Publié le Jeudi 16 février 2012 à 19h43.

C’est la rue qui tue, pas le froid

Cinq sans-abri (ou plus ?) sont morts ces derniers jours de grand froid. Et comme chaque année, médias et ministres se mobilisent, « oubliant » ce que rappelle Christophe Louis, de l’association Morts de la rue1 : « La situation est la même que durant le reste de l’année, et la même que chaque hiver. En 2011, près de 390 personnes sont mortes dans la rue. Depuis janvier, nous sommes déjà à 45 décès. On meurt toute l’année prématurément lorsque l’on vit à la rue, pas seulement en hiver. On ne meurt pas de faim, mais de violences, d’incendies quand le réchaud prend feu dans la tente, de maladies non soignées. »

L’été est aussi dur, avec en plus la fermeture fin mars de 1 000 places d’hébergement d’urgence hivernale, et en juillet-août la fermeture de certains centres en raison de manque de personnel.

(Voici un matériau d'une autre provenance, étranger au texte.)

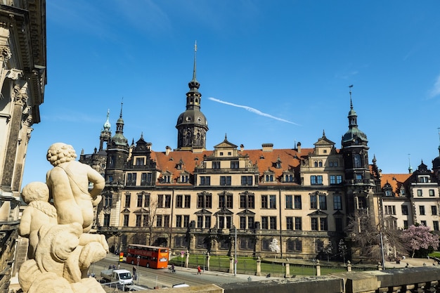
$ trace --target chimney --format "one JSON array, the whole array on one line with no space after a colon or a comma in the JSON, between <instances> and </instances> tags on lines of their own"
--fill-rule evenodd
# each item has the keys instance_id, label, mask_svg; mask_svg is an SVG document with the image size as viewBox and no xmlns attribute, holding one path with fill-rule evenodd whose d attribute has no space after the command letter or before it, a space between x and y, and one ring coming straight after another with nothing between
<instances>
[{"instance_id":1,"label":"chimney","mask_svg":"<svg viewBox=\"0 0 440 293\"><path fill-rule=\"evenodd\" d=\"M263 152L271 152L273 150L273 143L263 143Z\"/></svg>"}]
</instances>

L’obscène déclaration de la secrétaire d’État à la Santé Nora Berra, conseillant aux personnes vulnérables – dont les sans-abri – de rester chez elles, marque le point culminant des mensonges de Sarkozy en 2007 (« zéro SDF d’ici deux ans »). Pour atteindre cet objectif, il aurait d’abord fallu ne pas traiter la question dans la rubrique « urgence grand froid », mais empêcher que des gens se retrouvent à la rue en interdisant les expulsions ; baisser les loyers au lieu de les faire augmenter ; construire des logements vraiment sociaux ; donner les moyens d’application à la loi Dalo.

Au lieu de ça, on a vu une réduction de 3,3 % du budget attribué cette année aux dispositifs d’hébergement et l’annonce le 20 juillet de la suppression de 4 500 « places d’hôtel » pour les remplacer par « des places de logements [...] d’ici la fin de l’année ».

Il faut en finir avec l’hébergement d’urgence, avec les appels au 115 (qui ne répond guère) qu’il faut renouveler tous les jours, et offrir des logements durables. Mais bien sûr, les logements promis ne sont pas arrivés, et on a laissé des centres d’hébergement vides tant que le thermomètre ne descendait pas en dessous de zéro.

Et il faut ajouter les arrêtés anti-mendicité, les matériels urbains pour empêcher la présence de SDF, la destruction des camps de Roms… la criminalisation de la pauvreté.

Il y a une lueur d’espoir avec la réponse du Conseil d’État le 10 février à une procédure de l’association DAL, qui implique qu’un sans-abri peut se plaindre de s’être vu refuser un hébergement et obtenir qu’une injonction soit faite aux autorités de lui trouver un toit.